BERMUDA ! July 21 2015, 0 Comments

This is a traditional Christmas dish in Bermuda. Like most traditional dishes, each family has their own version. Some people include pork and chicken, and there are some vegetarian versions as well. It is eaten throughout the holidays.

BERMUDA

Cassava Pie

5 lbs cassava, grated

1 lb sugar

1 can sweetened condensed milk

13 eggs

1 lb butter, chopped and softened

1.5 tsp kosher salt

1 tsp ground nutmeg

1 tsp Vanilla extract

6 lb cooked boneless chicken

Place cassava in a large bowl. Cover with sugar and let it stand for 15 minutes. Mix together condensed milk, eggs, butter, salt, nutmeg and vanilla and blend together with the cassava. In a large dish, add a layer of the cassava mixture, then a layer of chicken, and top with a layer of the cassava mixture.

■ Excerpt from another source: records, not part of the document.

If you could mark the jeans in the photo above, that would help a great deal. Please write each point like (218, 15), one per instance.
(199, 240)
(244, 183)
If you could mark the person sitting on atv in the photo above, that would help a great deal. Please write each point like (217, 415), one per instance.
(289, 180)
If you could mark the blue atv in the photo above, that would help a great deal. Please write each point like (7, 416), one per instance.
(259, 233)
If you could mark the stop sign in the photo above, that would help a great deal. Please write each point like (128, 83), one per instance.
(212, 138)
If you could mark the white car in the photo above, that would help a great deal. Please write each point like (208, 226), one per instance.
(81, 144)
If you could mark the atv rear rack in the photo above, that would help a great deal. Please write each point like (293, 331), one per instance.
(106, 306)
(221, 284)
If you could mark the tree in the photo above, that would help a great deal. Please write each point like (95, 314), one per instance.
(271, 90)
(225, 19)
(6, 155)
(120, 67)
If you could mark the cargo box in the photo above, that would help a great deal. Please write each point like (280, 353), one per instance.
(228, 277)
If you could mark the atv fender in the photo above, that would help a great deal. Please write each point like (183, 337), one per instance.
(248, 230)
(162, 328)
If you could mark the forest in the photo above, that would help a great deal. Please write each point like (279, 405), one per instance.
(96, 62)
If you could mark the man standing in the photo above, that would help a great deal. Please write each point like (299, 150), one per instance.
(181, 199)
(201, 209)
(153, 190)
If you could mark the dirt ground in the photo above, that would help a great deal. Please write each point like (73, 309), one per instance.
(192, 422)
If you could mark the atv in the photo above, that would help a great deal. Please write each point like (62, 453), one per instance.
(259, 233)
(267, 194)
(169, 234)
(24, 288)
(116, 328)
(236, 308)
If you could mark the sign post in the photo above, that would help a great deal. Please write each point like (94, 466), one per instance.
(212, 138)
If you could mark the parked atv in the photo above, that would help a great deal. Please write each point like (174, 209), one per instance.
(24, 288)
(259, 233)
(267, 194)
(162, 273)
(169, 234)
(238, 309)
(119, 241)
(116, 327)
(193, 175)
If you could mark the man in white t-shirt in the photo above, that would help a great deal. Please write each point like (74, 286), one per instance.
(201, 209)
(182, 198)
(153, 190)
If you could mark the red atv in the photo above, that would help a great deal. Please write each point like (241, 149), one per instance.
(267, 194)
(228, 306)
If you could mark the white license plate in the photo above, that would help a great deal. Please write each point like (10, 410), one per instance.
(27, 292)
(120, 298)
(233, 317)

Cook in the oven at 350ºF for 1 hour and then reduce the heat to 250º and cook for an additional 2 - 2.5 hours until done.

 

nutmeg.


GUYANA ! July 15 2015, 0 Comments

Guyanese Pepperpot is  traditionally eaten at Christmas and special events. It is a slow cooked meat stew with spices and hot chilies. You will find versions of this dish all over the Caribbean. It is served with a dense homemade bread to sop up all that amazing gravy.

GUYANA

Pepperpot

(serves 8 - 10)

4 lbs of stewing beef & goat, cubed

1 cup of cassareep*

2 cinnamon sticks

2 inch piece of orange peel

4 garlic cloves, peeled and halved

4 wiri wiri peppers ( or habanero) whole

1/2 cup brown sugar

1.5 tsp kosher salt

6 whole cloves

2 small onions, peeled and halved

1 tbsp of cooking vegetable oil

10 - 12 cups of water

 

*CASSAREEPA is a flavouring syrup made from the juice of the bitter cassava. If you can't find it, then replace it with 1 cup red wine vinegar, 4 Tbsp of molasses and 4 Tbsp of lime juice.

Heat the oil in a large stewing pot and brown the meat. Add everything and stir until well blended. Add water and bring to a boil. ( Make sure the water covers all the ingredients). Skim off any oily fat and scum that rises  to the surface. Reduce to a gentle simmer, cover and let it cook for 3 hours. Keep skimming as needed. Serve with bread.